Had cup of tea with a punter this week. Recent slip on their road, which is shared with a number of farming and lifestyle neighbours, reduced to a single lane and no access for heavy vehicles. Been advised not fund funding available to fix slip for three years. Tough luck export receipt generating rural punter. Imagine these scenarios playing out in urban welfare dependencies - sorry chaps your bridge is out - see you in three years.
Leadership - solving problems that aren't there to garner votes and line pockets.
"Academics can quibble (it’s what we do best) about the exact factors, but the fact that this formula is vastly more accurate than the traditional accounting rule is indisputable.

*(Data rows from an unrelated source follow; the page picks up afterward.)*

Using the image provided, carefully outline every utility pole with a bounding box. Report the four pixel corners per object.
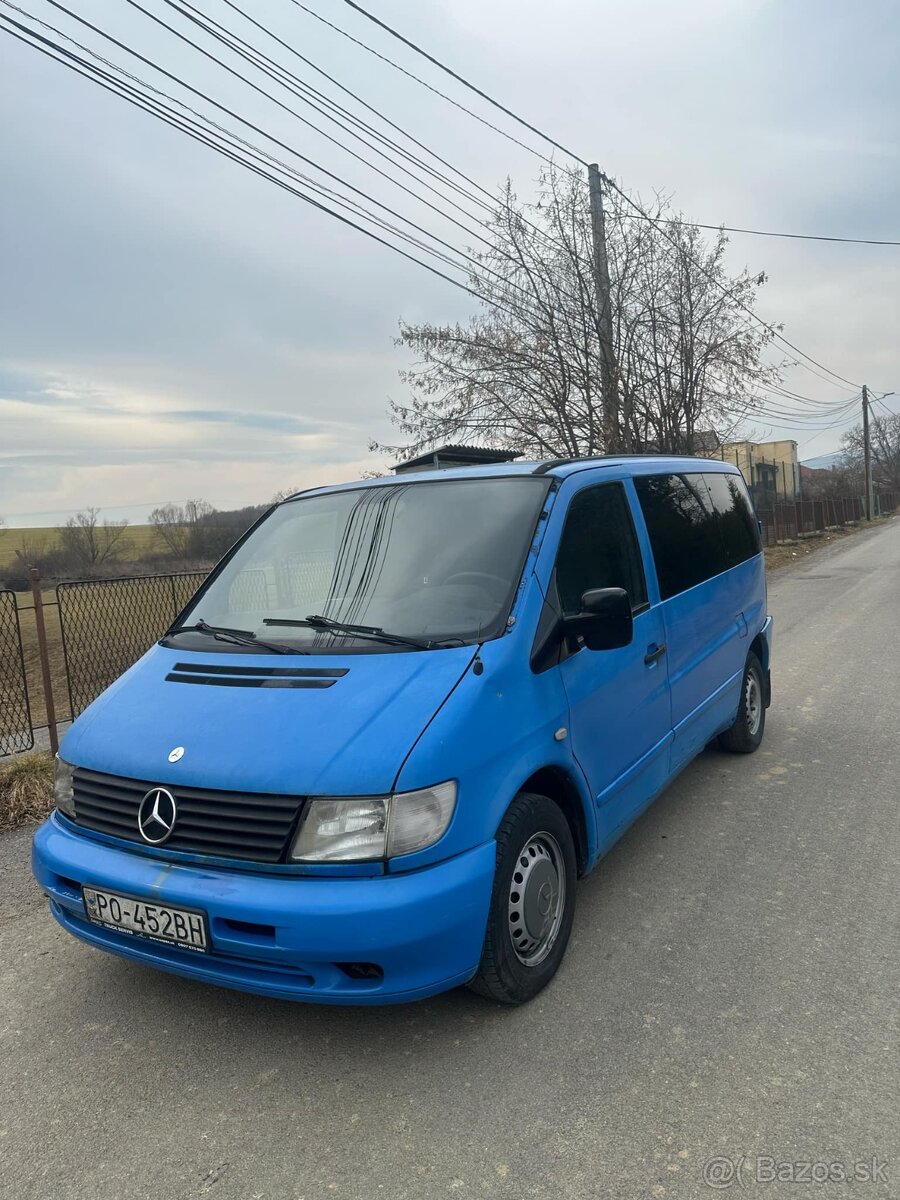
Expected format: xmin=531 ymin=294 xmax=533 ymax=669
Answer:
xmin=588 ymin=162 xmax=622 ymax=454
xmin=863 ymin=384 xmax=875 ymax=521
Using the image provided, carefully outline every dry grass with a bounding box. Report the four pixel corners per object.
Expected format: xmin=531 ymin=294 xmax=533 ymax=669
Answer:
xmin=0 ymin=523 xmax=167 ymax=576
xmin=0 ymin=754 xmax=53 ymax=833
xmin=766 ymin=516 xmax=893 ymax=571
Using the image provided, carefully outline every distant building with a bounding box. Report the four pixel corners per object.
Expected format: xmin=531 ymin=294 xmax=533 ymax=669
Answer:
xmin=718 ymin=440 xmax=802 ymax=508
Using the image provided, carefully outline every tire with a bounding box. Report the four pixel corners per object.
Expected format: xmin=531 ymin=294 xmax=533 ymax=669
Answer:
xmin=468 ymin=792 xmax=577 ymax=1004
xmin=719 ymin=650 xmax=766 ymax=754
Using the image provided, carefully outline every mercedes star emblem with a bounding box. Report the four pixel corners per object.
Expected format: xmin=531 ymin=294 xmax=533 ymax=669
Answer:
xmin=138 ymin=787 xmax=178 ymax=846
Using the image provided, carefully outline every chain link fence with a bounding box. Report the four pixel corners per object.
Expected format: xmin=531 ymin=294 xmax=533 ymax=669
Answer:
xmin=0 ymin=592 xmax=35 ymax=756
xmin=56 ymin=571 xmax=206 ymax=719
xmin=0 ymin=492 xmax=900 ymax=757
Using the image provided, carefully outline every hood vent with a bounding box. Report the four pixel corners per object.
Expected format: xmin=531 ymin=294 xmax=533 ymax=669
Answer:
xmin=166 ymin=662 xmax=348 ymax=689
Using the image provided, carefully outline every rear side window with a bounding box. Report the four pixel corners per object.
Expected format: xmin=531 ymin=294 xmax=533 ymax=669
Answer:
xmin=557 ymin=484 xmax=647 ymax=612
xmin=635 ymin=474 xmax=760 ymax=600
xmin=635 ymin=475 xmax=725 ymax=600
xmin=703 ymin=474 xmax=761 ymax=569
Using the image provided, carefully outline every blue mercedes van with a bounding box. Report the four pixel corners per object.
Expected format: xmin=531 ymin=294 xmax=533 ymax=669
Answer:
xmin=34 ymin=457 xmax=772 ymax=1004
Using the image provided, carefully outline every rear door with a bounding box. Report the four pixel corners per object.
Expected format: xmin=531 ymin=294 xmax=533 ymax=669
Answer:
xmin=635 ymin=472 xmax=758 ymax=770
xmin=551 ymin=482 xmax=672 ymax=852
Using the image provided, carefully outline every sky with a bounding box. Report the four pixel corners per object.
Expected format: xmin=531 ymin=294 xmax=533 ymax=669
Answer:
xmin=0 ymin=0 xmax=900 ymax=527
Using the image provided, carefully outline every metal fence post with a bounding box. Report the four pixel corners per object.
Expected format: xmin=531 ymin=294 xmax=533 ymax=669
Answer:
xmin=28 ymin=566 xmax=59 ymax=754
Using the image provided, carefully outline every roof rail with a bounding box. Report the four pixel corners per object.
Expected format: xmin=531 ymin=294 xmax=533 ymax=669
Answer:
xmin=532 ymin=454 xmax=609 ymax=475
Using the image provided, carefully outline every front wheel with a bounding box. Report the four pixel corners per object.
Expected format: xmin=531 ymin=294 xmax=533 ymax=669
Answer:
xmin=469 ymin=792 xmax=576 ymax=1004
xmin=719 ymin=652 xmax=766 ymax=754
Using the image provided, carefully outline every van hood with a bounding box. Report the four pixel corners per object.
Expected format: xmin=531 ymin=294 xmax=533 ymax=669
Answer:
xmin=60 ymin=646 xmax=478 ymax=796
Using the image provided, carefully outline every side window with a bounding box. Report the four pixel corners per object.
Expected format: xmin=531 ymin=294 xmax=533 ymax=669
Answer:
xmin=557 ymin=484 xmax=647 ymax=612
xmin=635 ymin=475 xmax=726 ymax=600
xmin=703 ymin=473 xmax=761 ymax=566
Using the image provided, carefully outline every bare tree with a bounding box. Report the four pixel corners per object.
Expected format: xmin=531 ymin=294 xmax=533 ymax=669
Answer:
xmin=150 ymin=500 xmax=215 ymax=562
xmin=58 ymin=508 xmax=128 ymax=575
xmin=372 ymin=167 xmax=778 ymax=457
xmin=841 ymin=413 xmax=900 ymax=492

Even more strikingly, if an individual herd’s methane emissions are falling by one third of one percent per year (that’s 7/2100, so the two terms cancel out) – which the farmers I met seemed confident could be achieved with a combination of good husbandry, feed additives and perhaps vaccines in the longer term – then that herd is no longer adding to global warming."
https://www.newsroom.co.nz/ideasroom/a-climate-neutral-nz-yes-its-possi…
I'm sorry that's not rational and is the cause of a lot of misguided angst. Take the time to research the demographics and what is happening all over the world. It's no one's fault and simply that young people have options. Its a simple market based issue where other occupations will provide things, pay, location, hours etc which is more appealing. I know a lot of people who like farming but find other options more appealing and choose that route. Very different to 20 to 40 years ago. Combined with lower birth rates and a reducing working age population competition for labour will only become tougher.